Aligarh Muslim University Case | Muslims Were Not A 'Minority' Before Independence: Senior Advocate Rakesh Dwivedi Suggests 'Dominance Test' To Identify Minorities
On the sixth day of hearing before the Seven Judge Bench in the matter pertaining to the minority status of the Aligarh Muslim University (AMU), Senior Advocate Rakesh Dwivedi appearing for a respondent contended that Muslims were not a "minority" before Independence. He told the Supreme Court that it is time to define the word "minority", which is not defined in the Constitution. He proposed a test to determine who could be treated as a "minority" before independence and the adoption of our Constitution.
Rakesh Dwivedi commenced his arguments by saying, "That to be a Muslim is one thing and to be a minority is another thing”.
He continued, "For example, if we are in Jammu and Kashmir, majority are Muslims and Muslims are not a minority. The question, therefore, would be- either we proceed on the basis of the assumption which was made in Azeez Basha (1968 AIR 662) that the Muslims in 1920 were a minority and decide whether they are entitled to the benefit of Article 30 or we consider the question on the facts whether they were a minority in 1920, which requires, first of all, determination of the most vital question which somehow has avoided the attention of this Court in most matters, whether they were Christian colleges or whether they were Muslim colleges established before Independence. This Court has proceeded on an assumption that they were a minority".
He further submitted, "So how do we understand this concept of Minority? Do we decide this today in a Bench of 7 judges when your lordships are sitting or do we again, like TMA Pai says, that these questions are leftover to be decided later?
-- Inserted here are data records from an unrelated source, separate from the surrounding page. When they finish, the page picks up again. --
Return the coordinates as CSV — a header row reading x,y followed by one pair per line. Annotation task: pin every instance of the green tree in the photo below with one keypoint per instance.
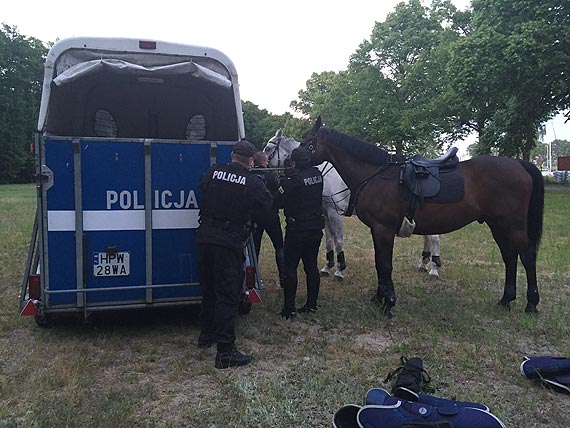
x,y
260,125
511,72
540,153
395,91
21,77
This question was squarely there... but all that TMA Pai decided was that minority will be decided state-wise. But what is this minority milords? Is it a numerical question, does it have a qualitative content? Does it require that the people who are now claiming to be a minority understood themselves to be a minority at that time? Only then milords this can be proceeded. So, I either we avoid it... we say that today in India the Muslims are a minority, and therefore we jump to that conclusion that in 1920 also they were a minority".
Chief Justice DY Chandrachud then said, "But nobody has questioned that Mr. Dwivedi".
"That is referred…..this is the question which has not been addressed", Dwivedi responded.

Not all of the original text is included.